7.1.2. HTML-Dokument parsen und Inhalte extrahieren mit BeautifulSoup#

BeautifulSoup Dokumentation: https://beautiful-soup-4.readthedocs.io

Dokumentation speziell zu BeautifulSoup-Klassen: https://tedboy.github.io/bs4_doc/generated/bs4.html#classes

Die get()-Funktion hat den Body der HTTP-Response als String geliefert. Zwar könnten wir auch einen String durchsuchen, aber es wäre viel praktischer, wenn wir einfach die einzelnen HTML-Elemente als Attribute abrufen könnten, also genau so, wie wir den Statuscode, Header und Body der HTTP-Response einfach als Attribute eines Response-Objekts abrufen konnten. Genau dazu wurde das Paket BeautifulSoup entwickelt.
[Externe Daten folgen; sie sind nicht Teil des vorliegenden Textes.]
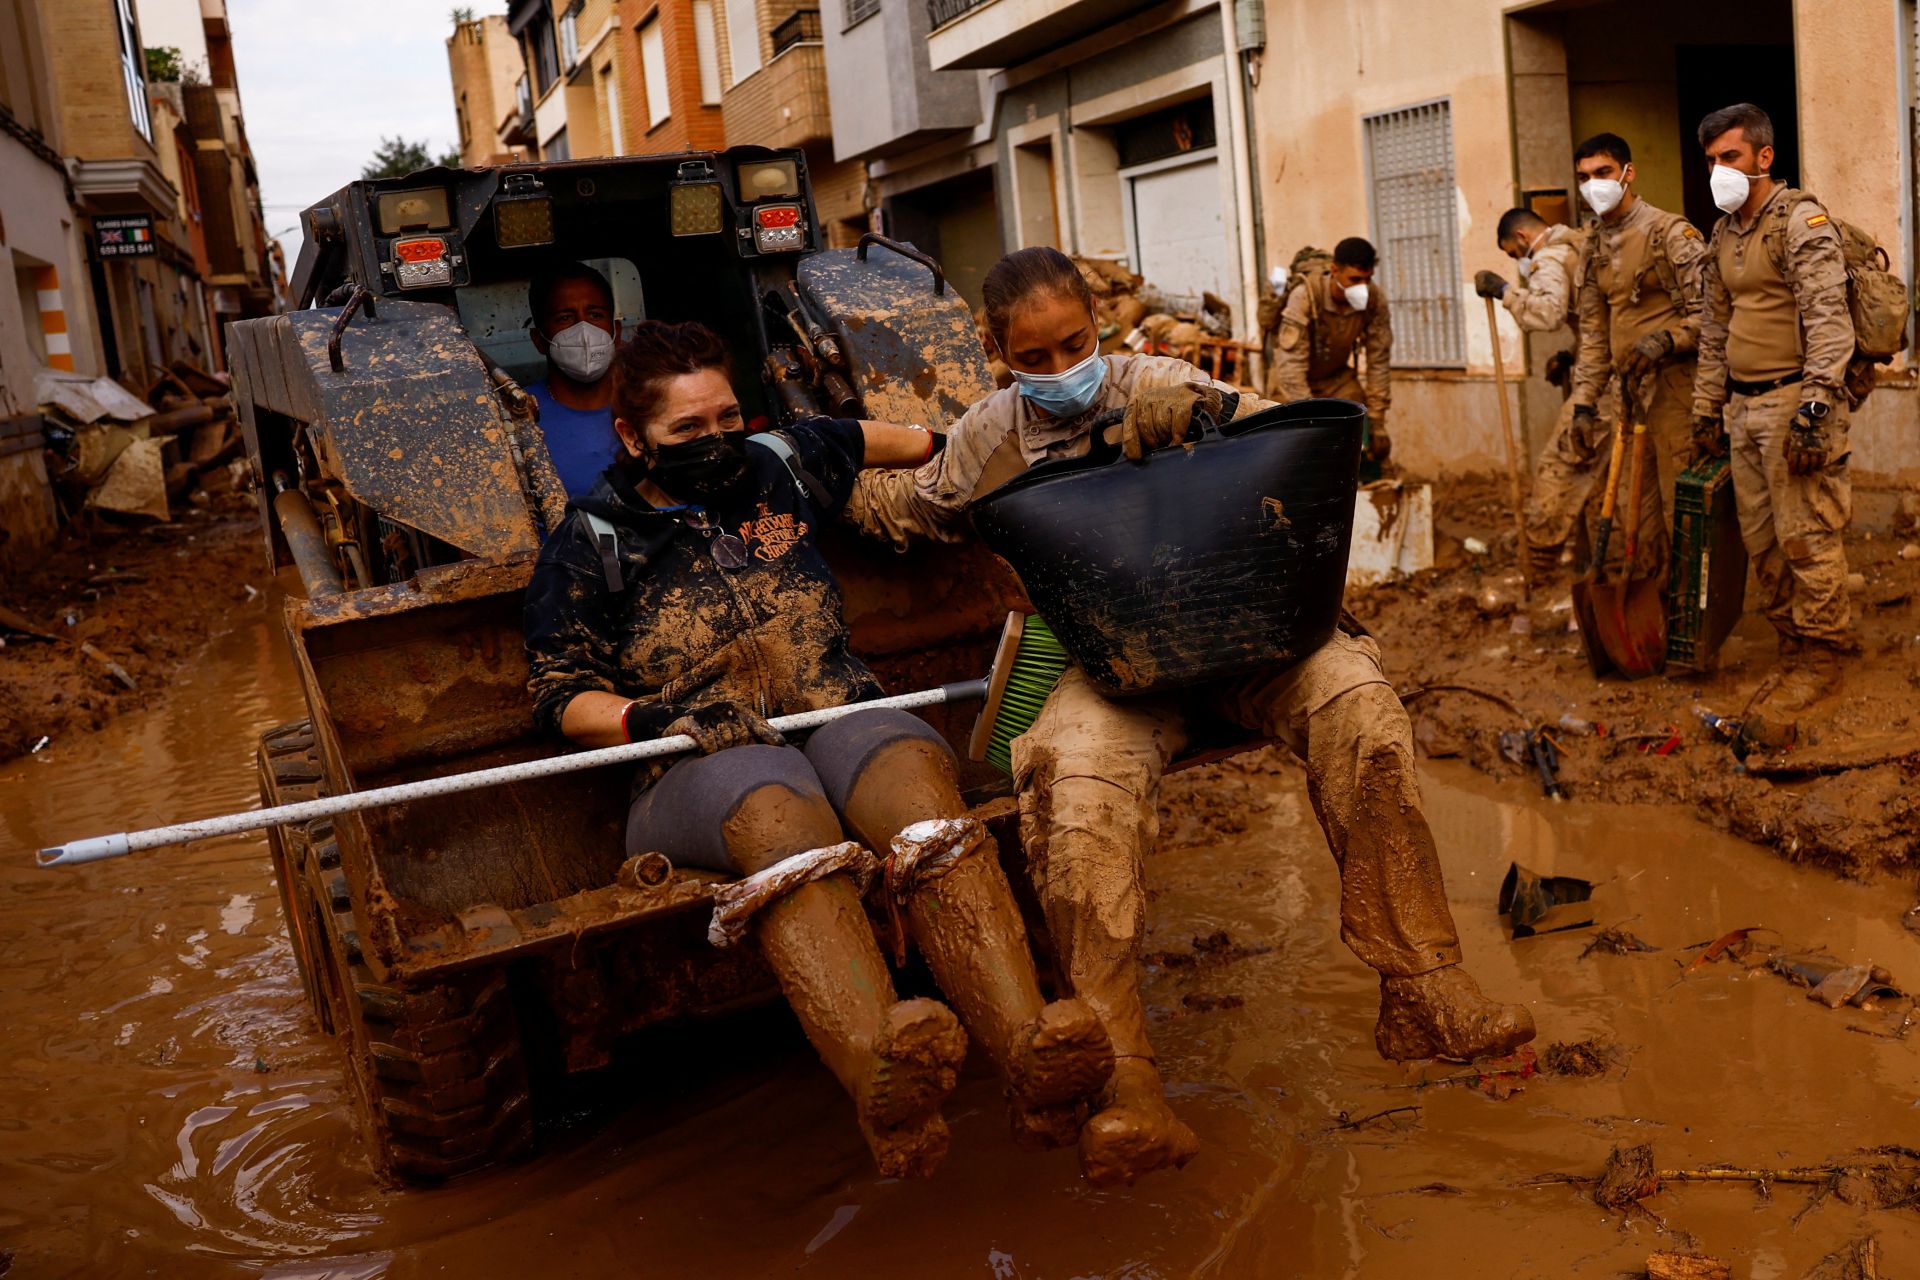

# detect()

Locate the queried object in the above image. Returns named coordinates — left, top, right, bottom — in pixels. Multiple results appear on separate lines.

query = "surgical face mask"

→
left=646, top=431, right=748, bottom=503
left=1710, top=163, right=1765, bottom=214
left=544, top=321, right=615, bottom=382
left=1013, top=350, right=1107, bottom=419
left=1343, top=282, right=1370, bottom=312
left=1515, top=229, right=1547, bottom=280
left=1579, top=177, right=1625, bottom=217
Mit der folgenden Codezeile kann aus dem Body der HTTP-Response ein BeautifulSoup-Objekt erstellt werden, dessen Attribute gängige HTML-Elemente wie head, title und body sind:

# BeautifulSoup() nimmt den Body einer HTTP-Response als bytes-Objekt an
soup = BeautifulSoup(page.content, "html.parser")
type(soup)
bs4.BeautifulSoup

Was ist ein BeautifulSoup Objekt?

“The BeautifulSoup object represents the parsed document as a whole.”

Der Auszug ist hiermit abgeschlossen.